10. En quatrième lieu, la requérante ne peut utilement se prévaloir de la circulaire Valls du 28 novembre 2012 qui ne comporte que de simples orientations générales et n'a pas de caractère réglementaire.

Sur la décision portant obligation de quitter le territoire :

11. En premier lieu, il résulte de ce qui précède que le moyen tiré de ce que la décision portant obligation de quitter le territoire français devrait être annulée par voie de conséquence de l'illégalité de la décision portant refus de titre de séjour ne peut qu'être écarté.

12. En second lieu, les moyens tirés de la méconnaissance des stipulations des articles 8 de la convention européenne de sauvegarde des droits de l'homme et des libertés fondamentales et 3-1 de la convention internationale relative aux droits de l'enfant ainsi que de l'erreur manifeste d'appréciation doivent être écartés pour les motifs exposés aux points 4 à 9 du jugement.

Sur la décision fixant le pays de renvoi :

13. En premier lieu, aux termes des stipulations de l'article 3 de la convention européenne de sauvegarde des droits de l'homme et des libertés fondamentales : " Nul ne peut être soumis à la torture ni à des peines ou traitements inhumains ou dégradants ".

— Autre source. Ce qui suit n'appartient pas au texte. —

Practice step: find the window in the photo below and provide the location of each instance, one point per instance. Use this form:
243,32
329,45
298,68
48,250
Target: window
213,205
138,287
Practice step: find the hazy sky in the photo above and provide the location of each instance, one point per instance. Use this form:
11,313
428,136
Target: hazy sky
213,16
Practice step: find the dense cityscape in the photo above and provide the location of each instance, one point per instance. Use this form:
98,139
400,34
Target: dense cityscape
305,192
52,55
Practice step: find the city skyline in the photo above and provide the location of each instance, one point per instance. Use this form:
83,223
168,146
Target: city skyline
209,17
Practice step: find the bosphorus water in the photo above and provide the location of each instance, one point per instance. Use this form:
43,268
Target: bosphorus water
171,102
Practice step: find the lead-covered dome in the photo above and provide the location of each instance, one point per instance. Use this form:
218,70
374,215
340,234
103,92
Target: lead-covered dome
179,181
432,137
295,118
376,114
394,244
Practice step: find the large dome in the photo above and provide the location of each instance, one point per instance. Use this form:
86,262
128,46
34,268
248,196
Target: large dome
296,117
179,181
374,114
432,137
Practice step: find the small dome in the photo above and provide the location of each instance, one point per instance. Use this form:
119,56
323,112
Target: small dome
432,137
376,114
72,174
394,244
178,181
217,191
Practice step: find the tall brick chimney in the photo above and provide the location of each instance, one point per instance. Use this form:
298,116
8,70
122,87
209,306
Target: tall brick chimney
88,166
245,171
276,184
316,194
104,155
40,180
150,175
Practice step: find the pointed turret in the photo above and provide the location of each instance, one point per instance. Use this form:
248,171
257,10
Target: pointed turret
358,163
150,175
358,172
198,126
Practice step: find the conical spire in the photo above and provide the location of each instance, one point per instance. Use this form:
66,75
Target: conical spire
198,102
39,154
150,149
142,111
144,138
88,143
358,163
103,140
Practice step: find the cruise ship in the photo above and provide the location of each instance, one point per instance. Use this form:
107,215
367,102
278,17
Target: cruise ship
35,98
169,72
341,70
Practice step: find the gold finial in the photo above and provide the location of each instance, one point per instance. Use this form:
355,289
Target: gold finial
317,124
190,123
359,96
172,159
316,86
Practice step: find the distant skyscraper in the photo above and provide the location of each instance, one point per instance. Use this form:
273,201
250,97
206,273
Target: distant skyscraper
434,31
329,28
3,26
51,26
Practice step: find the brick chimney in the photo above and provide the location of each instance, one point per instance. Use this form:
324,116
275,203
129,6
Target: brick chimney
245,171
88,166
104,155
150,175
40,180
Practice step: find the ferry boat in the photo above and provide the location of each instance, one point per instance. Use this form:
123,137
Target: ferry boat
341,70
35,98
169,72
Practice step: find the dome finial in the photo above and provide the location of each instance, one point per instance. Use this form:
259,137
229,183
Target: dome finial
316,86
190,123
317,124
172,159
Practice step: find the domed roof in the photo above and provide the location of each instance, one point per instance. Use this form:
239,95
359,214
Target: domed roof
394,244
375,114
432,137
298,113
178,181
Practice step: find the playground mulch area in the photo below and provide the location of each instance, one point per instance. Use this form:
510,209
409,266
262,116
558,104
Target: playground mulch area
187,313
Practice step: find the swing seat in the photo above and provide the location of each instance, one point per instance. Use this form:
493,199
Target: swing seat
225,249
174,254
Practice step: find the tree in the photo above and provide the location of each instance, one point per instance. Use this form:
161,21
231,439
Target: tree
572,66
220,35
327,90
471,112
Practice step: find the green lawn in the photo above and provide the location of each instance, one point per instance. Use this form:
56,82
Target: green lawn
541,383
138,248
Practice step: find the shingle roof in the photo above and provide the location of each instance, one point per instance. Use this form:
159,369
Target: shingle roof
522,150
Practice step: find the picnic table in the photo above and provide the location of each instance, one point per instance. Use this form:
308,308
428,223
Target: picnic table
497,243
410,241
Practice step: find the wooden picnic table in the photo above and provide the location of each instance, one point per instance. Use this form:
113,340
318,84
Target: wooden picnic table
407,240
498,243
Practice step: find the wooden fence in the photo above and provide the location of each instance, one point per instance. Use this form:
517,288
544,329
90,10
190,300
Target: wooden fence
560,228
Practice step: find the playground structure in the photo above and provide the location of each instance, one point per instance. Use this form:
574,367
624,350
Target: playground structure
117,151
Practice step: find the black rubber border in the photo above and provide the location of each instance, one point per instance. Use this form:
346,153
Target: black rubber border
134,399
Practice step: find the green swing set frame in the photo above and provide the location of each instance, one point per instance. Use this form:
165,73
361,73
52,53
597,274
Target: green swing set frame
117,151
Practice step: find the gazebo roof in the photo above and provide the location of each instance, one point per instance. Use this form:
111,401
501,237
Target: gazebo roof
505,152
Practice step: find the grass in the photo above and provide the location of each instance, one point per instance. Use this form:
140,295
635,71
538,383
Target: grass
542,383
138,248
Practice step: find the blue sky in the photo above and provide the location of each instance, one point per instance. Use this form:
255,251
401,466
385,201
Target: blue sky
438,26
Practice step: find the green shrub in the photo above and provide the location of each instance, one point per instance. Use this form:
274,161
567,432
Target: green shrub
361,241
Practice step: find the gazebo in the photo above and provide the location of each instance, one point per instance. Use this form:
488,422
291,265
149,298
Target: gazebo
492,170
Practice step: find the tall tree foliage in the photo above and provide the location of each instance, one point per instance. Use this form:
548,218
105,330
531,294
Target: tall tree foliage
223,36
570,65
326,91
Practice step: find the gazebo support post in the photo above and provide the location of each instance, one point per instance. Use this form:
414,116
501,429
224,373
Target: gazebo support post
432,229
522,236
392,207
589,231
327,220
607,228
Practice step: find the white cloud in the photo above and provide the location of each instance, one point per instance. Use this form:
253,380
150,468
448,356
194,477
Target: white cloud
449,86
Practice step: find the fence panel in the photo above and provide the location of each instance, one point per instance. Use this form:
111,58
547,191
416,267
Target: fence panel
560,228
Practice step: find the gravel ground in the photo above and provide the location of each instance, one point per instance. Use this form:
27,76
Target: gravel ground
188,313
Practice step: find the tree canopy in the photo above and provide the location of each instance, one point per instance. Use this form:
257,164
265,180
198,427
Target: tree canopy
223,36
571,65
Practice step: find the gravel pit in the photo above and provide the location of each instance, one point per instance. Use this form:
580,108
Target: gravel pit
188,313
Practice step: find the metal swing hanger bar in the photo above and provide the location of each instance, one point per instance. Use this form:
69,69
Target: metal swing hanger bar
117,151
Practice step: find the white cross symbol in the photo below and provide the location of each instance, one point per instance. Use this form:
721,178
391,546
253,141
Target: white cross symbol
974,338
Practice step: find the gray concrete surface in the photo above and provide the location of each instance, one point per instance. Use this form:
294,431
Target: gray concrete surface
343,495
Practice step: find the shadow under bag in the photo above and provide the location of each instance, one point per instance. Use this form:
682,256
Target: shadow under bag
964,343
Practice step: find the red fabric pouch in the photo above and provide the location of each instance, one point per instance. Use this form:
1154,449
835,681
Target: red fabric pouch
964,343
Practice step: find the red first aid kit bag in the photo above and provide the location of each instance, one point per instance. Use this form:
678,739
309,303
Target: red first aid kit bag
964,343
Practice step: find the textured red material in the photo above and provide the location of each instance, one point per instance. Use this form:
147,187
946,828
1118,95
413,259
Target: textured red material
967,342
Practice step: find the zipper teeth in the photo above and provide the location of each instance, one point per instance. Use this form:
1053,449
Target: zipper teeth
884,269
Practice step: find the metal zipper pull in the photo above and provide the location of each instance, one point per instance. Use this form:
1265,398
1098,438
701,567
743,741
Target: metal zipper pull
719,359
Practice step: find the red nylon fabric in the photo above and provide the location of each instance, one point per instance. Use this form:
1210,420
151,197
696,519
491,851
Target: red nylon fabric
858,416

14. La requérante se prévaut des risques encourus dans son pays d'origine. Toutefois, sa demande d'asile a successivement été rejetée par l'office français de protection des réfugiés et apatrides et la cour nationale du droit d'asile et elle ne produit aucun élément précis et probant permettant d'étayer ses allégations ni d'apprécier la nature, la gravité et la réalité des risques auxquels elle serait directement et personnellement exposée. Par suite, elle n'est pas fondée à soutenir que la préfète aurait méconnu les stipulations de l'article 3 de la convention européenne de sauvegarde des droits de l'homme et des libertés fondamentales ou les dispositions de l'article L. 513-2 du code de l'entrée et du séjour des étrangers et du droit d'asile.

15. En second lieu, le moyen tiré de la méconnaissance des stipulations de l'article 8 de la convention européenne de sauvegarde des droits de l'homme et des libertés fondamentales doit être écarté pour les motifs exposés au point 4 du jugement.

16. Il résulte de tout ce qui précède que les conclusions à fin d'annulation de la requête de Mme E ainsi que, par voie de conséquence, ses conclusions aux fins d'injonction et d'application des dispositions combinées de l'article 37 de la loi du 10 juillet 1991 et de l'article L. 761-1 du code de justice administrative, ne peuvent qu'être rejetées.

D E C I D E :

Article 1er : La requête présentée par Mme E est rejetée.

Article 2 : Le présent jugement sera notifié à Mme B E, à Me Berry et à la préfète du Bas-Rhin. Copie en sera adressée au bureau d'aide juridictionnelle près le tribunal judiciaire de Strasbourg et au ministre de l'intérieur et des outre-mer.

Délibéré après l'audience du 25 juin 2024, à laquelle siégeaient :

M. Laubriat, président,

Mme Weisse-Marchal, première conseillère,

M. Cormier, conseiller.

Rendu public par mise à disposition au greffe le 16 juillet 2024.

Le rapporteur,

R. Cormier

Le président,

A. Laubriat

La greffière,

B. Delage

La République mande et ordonne à la préfète du Bas-Rhin en ce qui la concerne ou à tous commissaires de justice à ce requis en ce qui concerne les voies de droit commun contre les parties privées, de pourvoir à l'exécution de la présente décision.